At a time when most Anglo-American philosophers were heavily under the spell of Wittgenstein, Winch's own approach was strikingly original. While much of his work was concerned with rescuing Wittgenstein from what he took to be misreadings, his own philosophy involved a shift of emphasis from the problems that preoccupied Oxford style ordinary language philosophy, towards justifying and explaining 'forms of life' in terms of consistent language games. He took Wittgensteinian philosophy into areas of ethics and religion, which Wittgenstein himself had relatively neglected, sometimes showing considerable originality. An example is his illuminating treatment of the moral difference between someone who tries and fails to commit murder and someone who succeeds, in his essay "Trying" in Ethics and Action.
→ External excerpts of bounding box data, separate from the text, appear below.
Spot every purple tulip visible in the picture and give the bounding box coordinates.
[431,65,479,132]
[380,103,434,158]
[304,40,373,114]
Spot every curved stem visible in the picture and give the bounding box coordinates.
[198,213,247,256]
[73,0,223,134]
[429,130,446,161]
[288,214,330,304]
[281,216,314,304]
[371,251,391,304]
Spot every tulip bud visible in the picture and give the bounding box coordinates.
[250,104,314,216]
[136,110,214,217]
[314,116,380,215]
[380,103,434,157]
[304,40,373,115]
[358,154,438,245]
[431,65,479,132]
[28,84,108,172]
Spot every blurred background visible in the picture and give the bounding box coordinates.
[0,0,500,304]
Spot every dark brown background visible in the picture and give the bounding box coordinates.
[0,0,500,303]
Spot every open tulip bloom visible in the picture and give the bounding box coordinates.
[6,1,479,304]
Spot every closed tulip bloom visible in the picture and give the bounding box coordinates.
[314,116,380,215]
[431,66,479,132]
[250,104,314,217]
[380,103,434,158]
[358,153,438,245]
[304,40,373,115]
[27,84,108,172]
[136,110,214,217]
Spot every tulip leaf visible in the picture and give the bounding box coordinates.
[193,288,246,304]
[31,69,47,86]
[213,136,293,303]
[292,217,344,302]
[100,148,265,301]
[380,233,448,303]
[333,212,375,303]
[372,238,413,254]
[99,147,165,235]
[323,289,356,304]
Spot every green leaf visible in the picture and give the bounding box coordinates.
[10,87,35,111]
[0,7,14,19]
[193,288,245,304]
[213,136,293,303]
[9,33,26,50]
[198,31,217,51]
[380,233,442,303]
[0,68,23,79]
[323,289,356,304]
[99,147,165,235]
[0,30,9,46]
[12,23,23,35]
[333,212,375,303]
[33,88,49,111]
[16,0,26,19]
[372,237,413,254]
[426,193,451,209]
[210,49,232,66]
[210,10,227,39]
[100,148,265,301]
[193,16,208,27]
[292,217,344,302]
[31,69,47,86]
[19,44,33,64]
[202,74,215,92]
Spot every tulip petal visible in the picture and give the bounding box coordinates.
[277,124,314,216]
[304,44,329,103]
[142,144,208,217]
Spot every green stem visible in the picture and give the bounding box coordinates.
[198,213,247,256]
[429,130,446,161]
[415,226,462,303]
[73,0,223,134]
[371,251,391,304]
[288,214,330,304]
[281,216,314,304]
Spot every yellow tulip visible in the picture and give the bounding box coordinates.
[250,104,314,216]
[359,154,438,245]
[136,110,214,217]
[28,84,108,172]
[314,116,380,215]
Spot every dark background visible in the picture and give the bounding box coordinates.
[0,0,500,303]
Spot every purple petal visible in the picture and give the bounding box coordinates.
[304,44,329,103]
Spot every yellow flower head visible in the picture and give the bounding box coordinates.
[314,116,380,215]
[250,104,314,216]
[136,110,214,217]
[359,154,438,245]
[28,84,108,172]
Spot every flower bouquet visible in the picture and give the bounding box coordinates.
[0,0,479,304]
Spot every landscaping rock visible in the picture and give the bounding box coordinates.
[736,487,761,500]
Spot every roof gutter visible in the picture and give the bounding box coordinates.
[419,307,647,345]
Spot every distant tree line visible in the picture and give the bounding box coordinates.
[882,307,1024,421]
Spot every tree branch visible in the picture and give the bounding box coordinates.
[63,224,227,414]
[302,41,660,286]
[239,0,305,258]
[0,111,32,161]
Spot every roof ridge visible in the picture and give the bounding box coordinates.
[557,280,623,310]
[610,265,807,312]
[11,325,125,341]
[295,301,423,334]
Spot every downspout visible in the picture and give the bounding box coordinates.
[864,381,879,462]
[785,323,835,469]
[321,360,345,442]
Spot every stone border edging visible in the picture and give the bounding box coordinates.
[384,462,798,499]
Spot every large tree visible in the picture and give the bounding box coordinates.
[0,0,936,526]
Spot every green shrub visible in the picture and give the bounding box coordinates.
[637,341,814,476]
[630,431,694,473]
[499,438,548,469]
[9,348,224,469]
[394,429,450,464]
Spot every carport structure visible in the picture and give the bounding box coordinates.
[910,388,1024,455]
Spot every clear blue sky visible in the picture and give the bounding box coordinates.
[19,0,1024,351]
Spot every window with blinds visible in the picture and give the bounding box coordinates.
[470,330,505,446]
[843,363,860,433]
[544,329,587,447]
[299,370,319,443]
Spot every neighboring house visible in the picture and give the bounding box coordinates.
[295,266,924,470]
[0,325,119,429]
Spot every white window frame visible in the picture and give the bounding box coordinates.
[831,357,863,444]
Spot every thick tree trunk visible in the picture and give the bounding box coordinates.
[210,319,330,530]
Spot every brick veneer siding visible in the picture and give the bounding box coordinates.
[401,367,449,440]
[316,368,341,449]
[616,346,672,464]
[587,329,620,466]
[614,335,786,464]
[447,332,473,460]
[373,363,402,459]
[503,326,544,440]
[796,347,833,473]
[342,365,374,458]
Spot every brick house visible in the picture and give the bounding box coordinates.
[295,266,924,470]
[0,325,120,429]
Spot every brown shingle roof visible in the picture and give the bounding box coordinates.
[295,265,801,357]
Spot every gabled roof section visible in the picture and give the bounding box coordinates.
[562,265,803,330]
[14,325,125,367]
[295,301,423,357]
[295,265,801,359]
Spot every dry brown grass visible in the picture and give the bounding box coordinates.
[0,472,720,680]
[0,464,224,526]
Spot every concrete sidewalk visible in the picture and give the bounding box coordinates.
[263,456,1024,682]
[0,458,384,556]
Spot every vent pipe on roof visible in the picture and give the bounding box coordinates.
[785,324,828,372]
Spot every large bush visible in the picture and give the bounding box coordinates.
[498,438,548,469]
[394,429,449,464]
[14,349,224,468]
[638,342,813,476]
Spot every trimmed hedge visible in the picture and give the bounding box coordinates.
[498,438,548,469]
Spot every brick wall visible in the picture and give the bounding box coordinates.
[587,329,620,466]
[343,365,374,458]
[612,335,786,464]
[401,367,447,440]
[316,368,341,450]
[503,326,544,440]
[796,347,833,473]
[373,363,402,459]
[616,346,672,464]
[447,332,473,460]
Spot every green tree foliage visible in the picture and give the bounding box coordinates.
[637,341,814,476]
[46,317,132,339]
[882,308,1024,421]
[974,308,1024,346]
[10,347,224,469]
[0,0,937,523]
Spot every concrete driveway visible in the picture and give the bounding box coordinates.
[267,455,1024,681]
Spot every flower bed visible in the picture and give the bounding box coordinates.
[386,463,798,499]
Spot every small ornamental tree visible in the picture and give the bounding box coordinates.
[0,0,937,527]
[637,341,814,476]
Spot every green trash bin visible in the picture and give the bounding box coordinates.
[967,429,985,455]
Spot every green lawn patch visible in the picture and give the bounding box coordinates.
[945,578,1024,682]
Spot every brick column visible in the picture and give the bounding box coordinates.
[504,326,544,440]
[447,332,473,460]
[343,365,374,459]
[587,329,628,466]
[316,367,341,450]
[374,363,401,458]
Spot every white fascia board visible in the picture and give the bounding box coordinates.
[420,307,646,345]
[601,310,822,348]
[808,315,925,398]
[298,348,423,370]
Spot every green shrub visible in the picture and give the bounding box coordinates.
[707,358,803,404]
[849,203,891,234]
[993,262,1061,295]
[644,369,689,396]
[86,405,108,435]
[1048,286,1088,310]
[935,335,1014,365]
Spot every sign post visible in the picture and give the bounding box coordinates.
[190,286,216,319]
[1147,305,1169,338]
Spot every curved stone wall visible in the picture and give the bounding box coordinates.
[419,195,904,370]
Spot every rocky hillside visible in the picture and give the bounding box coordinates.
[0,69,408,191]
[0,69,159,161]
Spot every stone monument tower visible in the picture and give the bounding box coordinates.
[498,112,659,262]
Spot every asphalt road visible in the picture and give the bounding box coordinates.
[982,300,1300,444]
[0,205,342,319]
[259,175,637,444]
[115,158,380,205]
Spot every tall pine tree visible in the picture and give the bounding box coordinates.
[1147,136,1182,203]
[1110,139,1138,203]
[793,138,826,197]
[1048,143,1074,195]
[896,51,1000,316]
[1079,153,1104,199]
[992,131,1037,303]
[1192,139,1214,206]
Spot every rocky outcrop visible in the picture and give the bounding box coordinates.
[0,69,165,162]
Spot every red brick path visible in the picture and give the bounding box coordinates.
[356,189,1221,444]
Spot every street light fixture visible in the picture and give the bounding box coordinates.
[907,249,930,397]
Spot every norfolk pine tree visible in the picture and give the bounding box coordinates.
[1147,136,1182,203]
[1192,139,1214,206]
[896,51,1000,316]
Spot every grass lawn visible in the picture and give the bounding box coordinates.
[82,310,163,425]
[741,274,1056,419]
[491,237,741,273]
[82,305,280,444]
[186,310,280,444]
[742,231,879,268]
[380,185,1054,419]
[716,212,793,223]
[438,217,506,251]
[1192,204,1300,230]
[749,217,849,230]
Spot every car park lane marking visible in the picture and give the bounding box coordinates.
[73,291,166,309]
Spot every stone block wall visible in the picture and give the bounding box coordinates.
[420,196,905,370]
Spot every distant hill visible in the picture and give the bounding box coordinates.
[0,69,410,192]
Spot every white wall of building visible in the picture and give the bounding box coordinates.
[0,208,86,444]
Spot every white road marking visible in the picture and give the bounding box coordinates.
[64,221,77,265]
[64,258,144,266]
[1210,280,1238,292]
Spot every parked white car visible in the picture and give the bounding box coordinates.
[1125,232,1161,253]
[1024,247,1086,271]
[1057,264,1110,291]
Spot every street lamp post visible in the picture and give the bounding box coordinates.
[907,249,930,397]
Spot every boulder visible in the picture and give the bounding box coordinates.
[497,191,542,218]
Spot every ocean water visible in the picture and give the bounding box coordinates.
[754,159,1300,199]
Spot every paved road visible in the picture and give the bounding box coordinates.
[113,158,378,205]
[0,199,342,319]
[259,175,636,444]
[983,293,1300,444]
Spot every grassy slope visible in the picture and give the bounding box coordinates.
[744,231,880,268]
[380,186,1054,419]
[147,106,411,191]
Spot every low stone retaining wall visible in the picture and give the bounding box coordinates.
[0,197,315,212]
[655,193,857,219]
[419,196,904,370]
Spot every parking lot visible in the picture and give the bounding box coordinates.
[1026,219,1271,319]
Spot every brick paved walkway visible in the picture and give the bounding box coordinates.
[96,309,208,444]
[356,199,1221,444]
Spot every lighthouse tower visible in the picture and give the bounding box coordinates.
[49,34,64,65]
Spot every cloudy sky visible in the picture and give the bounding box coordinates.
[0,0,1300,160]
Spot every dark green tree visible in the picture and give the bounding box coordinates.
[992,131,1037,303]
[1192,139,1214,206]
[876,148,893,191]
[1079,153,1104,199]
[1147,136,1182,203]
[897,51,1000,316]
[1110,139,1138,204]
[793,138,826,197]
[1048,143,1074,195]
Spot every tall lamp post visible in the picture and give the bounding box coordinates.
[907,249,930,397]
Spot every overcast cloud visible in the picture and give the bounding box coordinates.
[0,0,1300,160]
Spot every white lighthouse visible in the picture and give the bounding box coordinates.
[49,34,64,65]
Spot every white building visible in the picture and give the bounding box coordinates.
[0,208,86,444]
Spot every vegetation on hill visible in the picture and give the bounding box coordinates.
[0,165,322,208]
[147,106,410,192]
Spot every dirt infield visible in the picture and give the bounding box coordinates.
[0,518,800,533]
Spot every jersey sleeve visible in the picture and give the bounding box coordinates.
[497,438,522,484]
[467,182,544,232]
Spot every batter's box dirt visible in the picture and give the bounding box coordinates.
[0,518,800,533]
With the decline of interest in Wittgenstein, Winch himself was increasingly neglected and the challenge his arguments presented to much contemporary philosophy was sidestepped or ignored. In insisting on the continuity of Wittgenstein's concerns from the Tractatus through to the Philosophical Investigations, Winch made a powerful case for Wittgenstein's mature philosophy, as he understood it, as the consummation and legitimate heir of the entire analytic tradition.

Wittgenstein famously said that philosophy leaves the world as it is. Winch takes his ideas into regions that have strong moral and political implications.

==Works==

=== Books ===
Authored
- The Idea of a Social Science and its Relation to Philosophy, London 1958.
  - 2nd edition, with new preface, London 1990.
- Ethics And Action, London 1972.
- Trying to Make Sense, Oxford 1987.
- Simone Weil, the Just Balance, Cambridge 1989.
- Spinoza on ethics and understanding, London 2020. ISBN 9781785275432.

Translated/edited
- Culture and Value, Ludwig Wittgenstein (1980, revised edition 1998). Both editions translated by Peter Winch.
- Studies in the Philosophy of Wittgenstein (1969). Edited, with an introductory essay, by Peter Winch.

=== Select articles and book chapters ===
- "Understanding a primitive society" 1964, American Philosophical Quarterly I, pp.307–324, reprinted in Phillips, D. Z. (1967). "Religion and understanding"
- "Ceasing to Exist" Proceedings of the British Academy 68, 1982 (1983)
- "Certainty and Authority". Wittgenstein centenary essays. Royal Institute of Philosophy Supplement. 28: 223–237.(1991)
- "Persuasion". The Wittgenstein Legacy, Midwest Studies in Philosophy. 17: 123–137. (1992)
- “Discussion of Malcolm’s Essay”. In Malcolm, N. Wittgenstein: a Religious Point of View, ed. Peter Winch. Ithaca, NY: Cornell University Press, 1994, pp. 95–135.